# need a advice



## worried (Mar 14, 2011)

Hi, 
I am a current international student in Sydney, Australia. I finished my 2 years Diploma of community welfare on 21st July 2010. With the suggestion of education and migration agent I decide to study Bachelor of Community Welfare at University of Western Sydney only as if I will get the credit exemption of 80 credits (8 units), which started 28th Feb 2011. According to policy of University it takes at least 4 weeks to make a decision of credit exemption but my visa was about to expire so I get CoE of 3 yrs bachelor degree and my Agent promised me that I will get 1 year (8 units) of credit, on the date of 15th September 2010. I didn't hear anything from University and Agent; Every time I visited them (Uni and Agent), they said that it is in process it takes few more weeks. At 10th February 2011 I got a call from agent that I only get 40 credits (4 units). After the discussions with my Sponsor I found that it was unaffordable for me to study this course so I planned to withdraw it. According to my agent I should be getting the full refund of fees that I have paid to the university. But I got an email from University on 10th of March that I would just get 50% of total fees because i lunched my refund application before 4 weeks of my course start. I found that my agent misused by giving me false information. 

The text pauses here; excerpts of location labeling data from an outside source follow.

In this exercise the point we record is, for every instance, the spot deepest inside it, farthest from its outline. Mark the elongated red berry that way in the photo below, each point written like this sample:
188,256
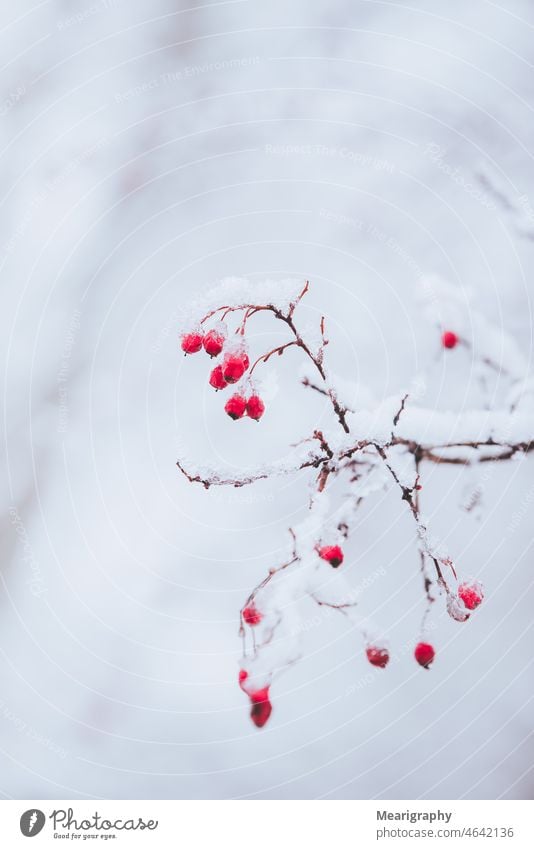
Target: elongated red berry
216,378
424,654
236,407
260,713
377,656
192,342
252,615
214,341
332,554
255,407
471,593
449,339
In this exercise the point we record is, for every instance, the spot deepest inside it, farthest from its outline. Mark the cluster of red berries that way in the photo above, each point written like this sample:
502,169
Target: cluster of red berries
471,593
379,656
260,703
239,406
234,366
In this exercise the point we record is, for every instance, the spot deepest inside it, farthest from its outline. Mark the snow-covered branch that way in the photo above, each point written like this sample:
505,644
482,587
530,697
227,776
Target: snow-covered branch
365,447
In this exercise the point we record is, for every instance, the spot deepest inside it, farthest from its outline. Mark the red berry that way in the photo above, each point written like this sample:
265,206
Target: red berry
255,407
449,339
378,656
236,407
424,654
214,342
258,696
260,713
471,593
216,378
252,615
192,342
332,554
235,365
261,707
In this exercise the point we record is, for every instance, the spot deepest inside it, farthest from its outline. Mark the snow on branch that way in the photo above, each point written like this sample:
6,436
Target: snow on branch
364,448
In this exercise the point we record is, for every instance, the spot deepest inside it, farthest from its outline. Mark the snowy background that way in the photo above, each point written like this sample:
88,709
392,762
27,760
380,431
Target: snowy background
147,150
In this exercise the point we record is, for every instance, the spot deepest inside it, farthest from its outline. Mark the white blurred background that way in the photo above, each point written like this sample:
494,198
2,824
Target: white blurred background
147,150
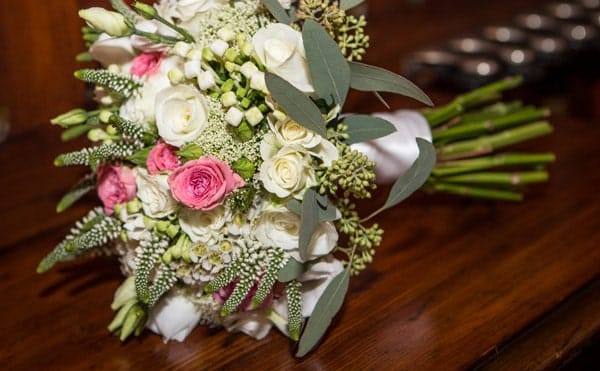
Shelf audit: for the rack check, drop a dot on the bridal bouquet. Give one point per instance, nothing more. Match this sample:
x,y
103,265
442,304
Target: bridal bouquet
x,y
227,170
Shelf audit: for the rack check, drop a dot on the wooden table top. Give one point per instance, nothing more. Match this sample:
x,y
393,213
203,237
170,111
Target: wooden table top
x,y
456,284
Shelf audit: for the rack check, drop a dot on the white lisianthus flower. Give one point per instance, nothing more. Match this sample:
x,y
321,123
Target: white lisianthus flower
x,y
154,192
188,9
109,50
181,114
112,23
287,170
281,50
140,107
174,317
289,132
277,226
202,226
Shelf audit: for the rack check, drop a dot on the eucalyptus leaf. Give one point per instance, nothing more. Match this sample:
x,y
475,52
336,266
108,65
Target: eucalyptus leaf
x,y
308,220
370,78
295,104
362,128
83,186
349,4
414,177
277,11
294,206
329,70
326,308
292,270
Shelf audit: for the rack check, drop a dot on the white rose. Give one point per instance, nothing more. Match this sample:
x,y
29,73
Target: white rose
x,y
289,132
140,107
201,226
154,192
174,317
188,9
181,114
280,48
112,23
395,153
278,227
285,171
109,50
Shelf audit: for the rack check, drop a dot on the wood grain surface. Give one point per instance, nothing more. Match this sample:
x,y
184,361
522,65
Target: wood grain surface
x,y
456,284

Now, I don’t have enough money to apply for another education provider. Please I need your help and advice. 


Sincerely
Student


----------



## Wanderer (Jun 16, 2007)

If your agent is MARA registered which a migration agent needs to be in Australia, I am not sure but I feel they may have breached their responsibilities if they have also been advising re study courses.
Check whether they are registered and taking the situation up with https://www.mara.gov.au/ and/or Migration Institute of Australia is something you could consider.

You may be able to get some help from either organisation re getting a better refund from the University but you do need to be wary of falling into the trap of considering extra study with the sole purpose of seeking permanent immigration for it does not always work out that way.


----------